As for me.....my land is quite healthy so can go straight into using Pintos Peanut for some of my chook runs for fodder and as a cover crop for my orchard areas. I just bought some Kudzu which is a plant i hadnt heard of b4. It has the potential to be a weed.... as do a lot of things we use!.... but has very rapid growth.... can be used as fodder, mulch, attracts bees, and will climb over my chook fences. It's also know as 'Mile a minute' which denotes its ability to grow very quickly.
Good luck and let us know how you get on.
11-12-2003, 08:41 PM
Thanks for all the suggestions. I didn't end up waiting for any responses before I went and bought 500 grams of alfalfa (from Eden Seeds, innoculated for use as green manure). Haven't got around to planting any yet - missed a prime opportunity with all the recent rain in Brisbane.
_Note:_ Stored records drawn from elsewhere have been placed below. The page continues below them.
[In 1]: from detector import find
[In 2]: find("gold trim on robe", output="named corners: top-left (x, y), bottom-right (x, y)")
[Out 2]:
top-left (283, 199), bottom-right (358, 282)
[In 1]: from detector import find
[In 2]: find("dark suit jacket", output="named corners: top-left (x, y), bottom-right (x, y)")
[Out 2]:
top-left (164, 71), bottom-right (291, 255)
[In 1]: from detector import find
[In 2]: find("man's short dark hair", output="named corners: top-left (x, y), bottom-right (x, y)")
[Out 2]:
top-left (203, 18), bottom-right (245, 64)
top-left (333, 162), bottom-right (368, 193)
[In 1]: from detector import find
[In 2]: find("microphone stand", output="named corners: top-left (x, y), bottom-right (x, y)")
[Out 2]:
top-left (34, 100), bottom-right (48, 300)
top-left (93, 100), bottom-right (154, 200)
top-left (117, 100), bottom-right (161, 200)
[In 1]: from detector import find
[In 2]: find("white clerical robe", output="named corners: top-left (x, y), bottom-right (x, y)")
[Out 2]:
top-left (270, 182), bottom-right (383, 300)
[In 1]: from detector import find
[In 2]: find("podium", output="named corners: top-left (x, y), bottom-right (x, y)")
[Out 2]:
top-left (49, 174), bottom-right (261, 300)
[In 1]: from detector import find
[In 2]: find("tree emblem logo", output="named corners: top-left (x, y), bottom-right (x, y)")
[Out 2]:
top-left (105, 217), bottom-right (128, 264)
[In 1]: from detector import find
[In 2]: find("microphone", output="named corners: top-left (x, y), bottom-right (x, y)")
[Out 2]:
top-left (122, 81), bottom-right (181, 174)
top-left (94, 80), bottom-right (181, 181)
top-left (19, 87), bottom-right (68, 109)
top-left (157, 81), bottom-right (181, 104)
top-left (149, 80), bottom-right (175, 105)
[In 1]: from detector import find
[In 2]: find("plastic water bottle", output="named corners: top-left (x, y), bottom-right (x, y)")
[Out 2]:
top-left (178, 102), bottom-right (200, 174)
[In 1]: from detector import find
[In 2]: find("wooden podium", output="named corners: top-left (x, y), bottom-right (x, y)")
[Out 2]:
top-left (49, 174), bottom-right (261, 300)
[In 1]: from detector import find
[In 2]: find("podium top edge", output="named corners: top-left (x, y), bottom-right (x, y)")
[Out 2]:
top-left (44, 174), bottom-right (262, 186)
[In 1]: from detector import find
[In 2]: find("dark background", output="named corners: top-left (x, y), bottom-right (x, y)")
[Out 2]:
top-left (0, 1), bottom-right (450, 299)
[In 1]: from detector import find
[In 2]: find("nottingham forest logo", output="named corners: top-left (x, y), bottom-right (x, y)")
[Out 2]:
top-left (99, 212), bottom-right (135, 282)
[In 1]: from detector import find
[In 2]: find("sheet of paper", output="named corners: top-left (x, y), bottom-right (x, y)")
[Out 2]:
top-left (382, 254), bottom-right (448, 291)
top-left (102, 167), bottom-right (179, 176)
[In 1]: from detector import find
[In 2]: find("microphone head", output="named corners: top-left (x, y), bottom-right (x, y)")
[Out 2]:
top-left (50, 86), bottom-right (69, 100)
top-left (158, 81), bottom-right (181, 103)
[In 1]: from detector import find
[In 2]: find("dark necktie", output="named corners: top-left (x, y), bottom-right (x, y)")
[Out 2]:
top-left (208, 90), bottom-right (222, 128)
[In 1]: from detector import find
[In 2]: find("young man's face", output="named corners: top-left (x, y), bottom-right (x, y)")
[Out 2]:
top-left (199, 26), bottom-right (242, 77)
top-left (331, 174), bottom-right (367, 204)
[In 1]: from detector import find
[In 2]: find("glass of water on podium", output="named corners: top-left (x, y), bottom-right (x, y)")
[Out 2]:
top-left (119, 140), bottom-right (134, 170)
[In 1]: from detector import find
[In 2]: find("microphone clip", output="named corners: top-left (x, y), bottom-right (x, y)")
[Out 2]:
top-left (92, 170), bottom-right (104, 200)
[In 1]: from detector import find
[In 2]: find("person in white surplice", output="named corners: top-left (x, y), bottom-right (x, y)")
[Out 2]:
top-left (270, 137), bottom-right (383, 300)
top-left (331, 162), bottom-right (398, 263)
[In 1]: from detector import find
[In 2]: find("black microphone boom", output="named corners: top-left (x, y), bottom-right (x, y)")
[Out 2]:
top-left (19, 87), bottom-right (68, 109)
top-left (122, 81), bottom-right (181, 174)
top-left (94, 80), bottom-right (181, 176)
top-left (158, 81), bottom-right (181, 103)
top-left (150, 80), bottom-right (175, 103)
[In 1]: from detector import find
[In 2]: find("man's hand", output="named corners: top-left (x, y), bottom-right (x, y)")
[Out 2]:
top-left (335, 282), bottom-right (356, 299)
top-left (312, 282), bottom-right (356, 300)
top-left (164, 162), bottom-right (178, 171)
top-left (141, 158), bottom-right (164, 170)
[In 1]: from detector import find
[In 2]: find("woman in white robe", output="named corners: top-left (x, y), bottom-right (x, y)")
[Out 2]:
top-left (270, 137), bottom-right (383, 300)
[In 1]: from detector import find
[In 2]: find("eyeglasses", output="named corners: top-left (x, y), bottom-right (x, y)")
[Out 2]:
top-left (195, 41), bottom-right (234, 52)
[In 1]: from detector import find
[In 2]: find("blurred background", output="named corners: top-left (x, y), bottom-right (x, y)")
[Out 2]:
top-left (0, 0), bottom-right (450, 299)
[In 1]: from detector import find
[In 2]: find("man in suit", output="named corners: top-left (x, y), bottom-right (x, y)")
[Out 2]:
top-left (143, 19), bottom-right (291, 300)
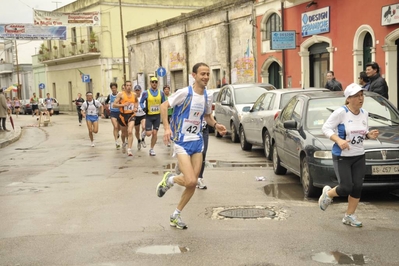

I will take all the other green manure crop suggestions on board. I'm yet to find a produce shop that sells any of the suggested seed - let alone innoculant - and am therefore forced to purchase from a seed supplier (with the associated postage expenses). Mind you I went mental when I saw the Eden Seeds catalogue, buying over 20 different types of seeds (mostly new stuff I haven't done before, including pigeon pea,rice bean and leaf amaranth and grain amaranth).
If anyone knows of a produce supplier or whatever in Brisbane that sells green manure seeds and innoculants then please let me know the details. Best if they on the Northside of Brisbane - but I guess I can travel.
After all the rain I started digging my first veggie garden here. It will consist of 4 beds - enough to start a small rotation. The possitive is that the soil appears much better than it did when I just dug a few sample holes. There are quite a few worms, the soil is quite deep and is definitely a loam. It will still need significant organic matter to bring it up to scratch so I intend to proceed with the green manure trials.